In the Dead of Winter

Mar 12, 2008

There’s no real rhyme or reason to explain which Criterion films I end up watching. For example, I saw Breathless over the holiday break after Abbey convinced me to give Godard a chance. Then I watched The Seventh Seal in January because, after sending out so many replacement DVDs for the Bergman Masterworks set, I felt compelled to watch a film whose popularity was quite literally tangible. And after transcribing Yukio Mishima’s powerful novella Patriotism (which will accompany the film version’s DVD release this summer), I was keen to watch a screener to see how Mishima translated his story for the screen.

Maybe it’s the aftereffect of a long, dreary February, maybe it’s the recent passing of my beloved cat Jackie Chan, or maybe it’s just what happens when you see some “serious” movies after a steady diet of sci-fi and romantic comedies, but I couldn’t help but notice the unmistakable theme of death in all three films. What struck me most was the variety of approaches (from subtle to graphic) and characters (from different nations and walks of life) the three directors used in order to examine the universal subject of human demise.
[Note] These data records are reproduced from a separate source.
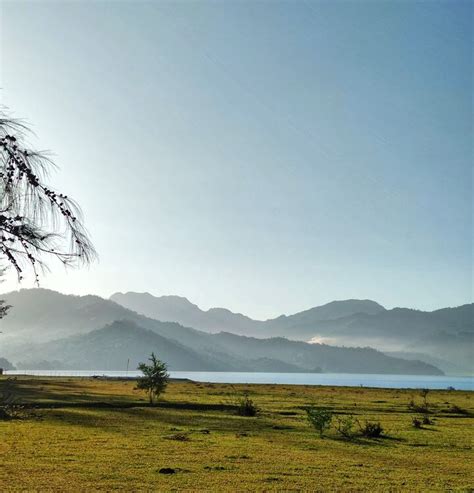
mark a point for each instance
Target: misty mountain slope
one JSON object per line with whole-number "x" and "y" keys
{"x": 122, "y": 342}
{"x": 446, "y": 334}
{"x": 181, "y": 310}
{"x": 177, "y": 309}
{"x": 328, "y": 358}
{"x": 330, "y": 311}
{"x": 41, "y": 314}
{"x": 109, "y": 348}
{"x": 75, "y": 321}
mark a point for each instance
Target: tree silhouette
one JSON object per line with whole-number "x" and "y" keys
{"x": 36, "y": 222}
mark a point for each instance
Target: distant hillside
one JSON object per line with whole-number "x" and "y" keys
{"x": 445, "y": 334}
{"x": 177, "y": 309}
{"x": 181, "y": 310}
{"x": 99, "y": 334}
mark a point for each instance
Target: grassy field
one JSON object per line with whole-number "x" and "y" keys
{"x": 82, "y": 434}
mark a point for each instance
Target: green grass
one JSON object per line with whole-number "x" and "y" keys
{"x": 83, "y": 434}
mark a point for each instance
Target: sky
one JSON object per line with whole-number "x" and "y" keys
{"x": 261, "y": 156}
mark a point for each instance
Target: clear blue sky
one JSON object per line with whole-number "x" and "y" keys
{"x": 263, "y": 156}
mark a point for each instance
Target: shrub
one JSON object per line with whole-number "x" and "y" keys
{"x": 9, "y": 402}
{"x": 155, "y": 378}
{"x": 320, "y": 419}
{"x": 372, "y": 429}
{"x": 454, "y": 409}
{"x": 246, "y": 406}
{"x": 426, "y": 420}
{"x": 345, "y": 426}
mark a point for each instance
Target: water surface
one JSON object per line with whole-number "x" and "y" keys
{"x": 333, "y": 379}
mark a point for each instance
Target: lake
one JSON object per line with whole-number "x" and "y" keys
{"x": 333, "y": 379}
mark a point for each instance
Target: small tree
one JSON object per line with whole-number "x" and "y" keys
{"x": 155, "y": 378}
{"x": 319, "y": 418}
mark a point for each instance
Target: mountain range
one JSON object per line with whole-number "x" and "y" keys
{"x": 89, "y": 332}
{"x": 445, "y": 336}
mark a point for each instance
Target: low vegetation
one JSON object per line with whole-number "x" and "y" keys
{"x": 102, "y": 434}
{"x": 154, "y": 378}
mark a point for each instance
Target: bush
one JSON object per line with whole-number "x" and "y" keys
{"x": 345, "y": 426}
{"x": 372, "y": 429}
{"x": 246, "y": 407}
{"x": 155, "y": 378}
{"x": 454, "y": 409}
{"x": 426, "y": 420}
{"x": 9, "y": 402}
{"x": 320, "y": 419}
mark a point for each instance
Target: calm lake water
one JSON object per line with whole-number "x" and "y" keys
{"x": 334, "y": 379}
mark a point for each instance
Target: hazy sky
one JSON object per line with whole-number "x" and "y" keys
{"x": 263, "y": 156}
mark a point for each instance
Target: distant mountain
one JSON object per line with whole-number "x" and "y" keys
{"x": 111, "y": 347}
{"x": 181, "y": 310}
{"x": 94, "y": 333}
{"x": 445, "y": 334}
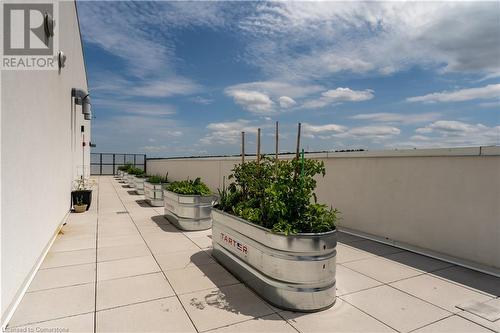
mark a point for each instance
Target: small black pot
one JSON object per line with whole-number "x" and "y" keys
{"x": 85, "y": 195}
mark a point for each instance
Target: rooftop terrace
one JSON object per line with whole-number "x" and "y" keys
{"x": 122, "y": 267}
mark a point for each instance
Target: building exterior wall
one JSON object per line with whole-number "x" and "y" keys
{"x": 41, "y": 154}
{"x": 442, "y": 202}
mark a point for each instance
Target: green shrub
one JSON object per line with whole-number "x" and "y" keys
{"x": 278, "y": 196}
{"x": 158, "y": 179}
{"x": 189, "y": 187}
{"x": 125, "y": 167}
{"x": 136, "y": 171}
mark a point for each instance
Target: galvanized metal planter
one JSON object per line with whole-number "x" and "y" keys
{"x": 154, "y": 194}
{"x": 188, "y": 212}
{"x": 295, "y": 272}
{"x": 130, "y": 180}
{"x": 139, "y": 184}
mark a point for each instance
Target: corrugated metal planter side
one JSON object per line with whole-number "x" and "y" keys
{"x": 139, "y": 184}
{"x": 130, "y": 181}
{"x": 295, "y": 272}
{"x": 154, "y": 194}
{"x": 188, "y": 212}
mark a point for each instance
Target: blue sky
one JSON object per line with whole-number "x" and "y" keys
{"x": 185, "y": 78}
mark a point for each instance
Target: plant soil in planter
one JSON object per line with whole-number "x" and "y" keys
{"x": 188, "y": 212}
{"x": 293, "y": 272}
{"x": 84, "y": 195}
{"x": 80, "y": 208}
{"x": 154, "y": 194}
{"x": 139, "y": 184}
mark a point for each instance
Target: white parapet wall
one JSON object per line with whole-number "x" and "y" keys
{"x": 41, "y": 154}
{"x": 440, "y": 202}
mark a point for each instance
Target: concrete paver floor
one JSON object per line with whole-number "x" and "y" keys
{"x": 122, "y": 267}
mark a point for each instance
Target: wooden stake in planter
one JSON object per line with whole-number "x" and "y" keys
{"x": 298, "y": 143}
{"x": 242, "y": 147}
{"x": 277, "y": 142}
{"x": 297, "y": 156}
{"x": 258, "y": 146}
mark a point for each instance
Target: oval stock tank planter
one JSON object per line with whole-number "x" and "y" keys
{"x": 188, "y": 212}
{"x": 130, "y": 181}
{"x": 139, "y": 184}
{"x": 153, "y": 194}
{"x": 294, "y": 272}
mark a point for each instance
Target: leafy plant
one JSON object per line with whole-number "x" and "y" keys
{"x": 158, "y": 179}
{"x": 278, "y": 195}
{"x": 125, "y": 167}
{"x": 136, "y": 171}
{"x": 189, "y": 187}
{"x": 83, "y": 184}
{"x": 79, "y": 200}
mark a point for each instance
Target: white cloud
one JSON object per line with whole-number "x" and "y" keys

Of course death isn’t an uncommon happening in Criterion DVDs—quite the opposite—but the sense of balance I felt after seeing these three examples was unexpected.

At one end of the spectrum there’s a tortured medieval knight, plagued by Death in more ways than one, brooding on the uncertain existence of God; then you have an insouciant charmer who casually takes another’s life and pulls faces when suddenly faced with his own end; and finally a young, intense couple who proudly and methodically carry out what they see as a most honorable suicide. I’d be out of my depth if I tried to break down further differences in style (I’ll gladly leave the analysis of camera angles and lighting to the film scholars!), but I feel like I’ve audited an introductory course at the “film school in a box.” An important experience, to be sure, but I’m looking forward to taking a more lighthearted “class” this spring. Lubitsch musicals, anyone?